Fluorination of dry chemicals:

To protect the dry chemicals used in fluorination from moisture, they are kept in covered places. Since sodium fluoride powder is corrosive, dust collection equipment should also be included if conventional exhaust systems are used in the system design.

Proper ventilation is one of the requirements of the storage place, and its capacity should be 1.2 to 1.5 times the amount of stored chemical. In larger units, steel silos should be used. To transfer the chemical from the storage silo to the injection equipment a transfer system is required.

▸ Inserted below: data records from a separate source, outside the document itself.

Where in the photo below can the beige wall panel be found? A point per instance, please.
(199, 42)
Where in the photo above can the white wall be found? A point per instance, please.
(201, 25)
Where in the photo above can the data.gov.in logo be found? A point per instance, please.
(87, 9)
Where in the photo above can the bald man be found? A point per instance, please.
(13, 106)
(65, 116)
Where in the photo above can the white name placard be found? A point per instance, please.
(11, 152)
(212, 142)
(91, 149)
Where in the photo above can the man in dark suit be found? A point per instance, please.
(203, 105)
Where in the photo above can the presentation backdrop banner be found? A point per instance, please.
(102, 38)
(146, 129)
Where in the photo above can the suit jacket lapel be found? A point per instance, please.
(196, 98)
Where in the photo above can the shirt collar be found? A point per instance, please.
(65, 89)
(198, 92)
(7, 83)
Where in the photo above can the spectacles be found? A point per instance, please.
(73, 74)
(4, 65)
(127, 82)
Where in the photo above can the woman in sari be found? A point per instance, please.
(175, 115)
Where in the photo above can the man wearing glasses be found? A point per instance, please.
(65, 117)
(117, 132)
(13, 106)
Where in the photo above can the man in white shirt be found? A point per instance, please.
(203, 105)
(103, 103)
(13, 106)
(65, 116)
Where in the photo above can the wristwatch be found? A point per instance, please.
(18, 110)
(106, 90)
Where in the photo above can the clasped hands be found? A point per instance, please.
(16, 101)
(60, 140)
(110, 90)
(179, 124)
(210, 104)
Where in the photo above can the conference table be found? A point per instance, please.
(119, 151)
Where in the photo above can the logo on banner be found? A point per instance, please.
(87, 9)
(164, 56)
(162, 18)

Fluorination of liquid chemicals:

Barrels containing hydrofluorosilicic acid should be stored in a well-ventilated area. For chemicals in larger quantities, a large storage tank should be used. For this purpose, it is necessary to use steel tanks covered with rubber materials (neoprene) or a suitable thermoplastic (such as polyethylene). The capacity of the tank should be enough to consume at least one to two months. In the design of storage tanks important considerations must be observed, which are as follows:

1. For cargo unloading necessary preparation should be made.
2. Access to a faucet is necessary to wash away leaks and chemical spills.
3. In case of tank or pipe breaks, large above-ground tanks should be equipped with a storage structure in order to keep the entire volume of chemicals.
4. It is necessary that the concrete storage structure has a suitable protective cover
5. A leak detection system is necessary in ground storage tanks.
6. All pipes and fittings must be made of suitable thermoplastic material

System of Fluoride injection:

The chemicals used in fluorination are added dry or dissolved to water. Fluoride solution can be prepared from dry chemicals before consumption. Difficulty in dissolving dry chemicals in water depends on their solubility.

Among the dry compounds used in silico fluorination, ammonium fluoride and sodium fluoride are the most soluble, therefore they easily dissolve in water.

Injectors are of the type of dry injector or solution injector, although a tank is also used in dry injectors to prepare the solution before the injection point.

Dry injection:

A dry injection system usually includes:

1. Chemical transfer equipment
2. Dry injector
3. A solution tank with a one-day consumption capacity equipped with a stirrer
4. A system of dust collection

There are two types of dry injectors: volume and weight injectors. Both volume and weight injectors deliver a specific volume and weight of the chemical in a certain time. All components of dry injectors are made of iron or steel.

• Volume injectors are used to deliver smaller amounts of chemicals.
• The range of accuracy of volume injectors is 3 to 5% and the accuracy of weight injectors is 1%.
• Volume injectors have simpler and cheaper installation.
• Automatic control of weighing injectors is more easier.
• Weight injectors are usually used in large water treatment plants.

Solution injection:

A system of solution injection usually has the following components:

1. Large storage tank and transfer pump
2. Storage tank with one day capacity
3. The injecting material of the daily storage tank solution must be made of resistant thermoplastic and have the capacity for one-day consumption of fluoride solution.

A saturated form or in any desired concentration of the solution can be prepared. A stirrer that is resistant to corrosion is also required. Solution injectors include devices that are used to measure and deliver a specific volume of solution over a specified period of time.

Diaphragm pumps, piston pumps and rotary displacement pumps are different types of solution injectors, among which diaphragm pumps are the most widely used type.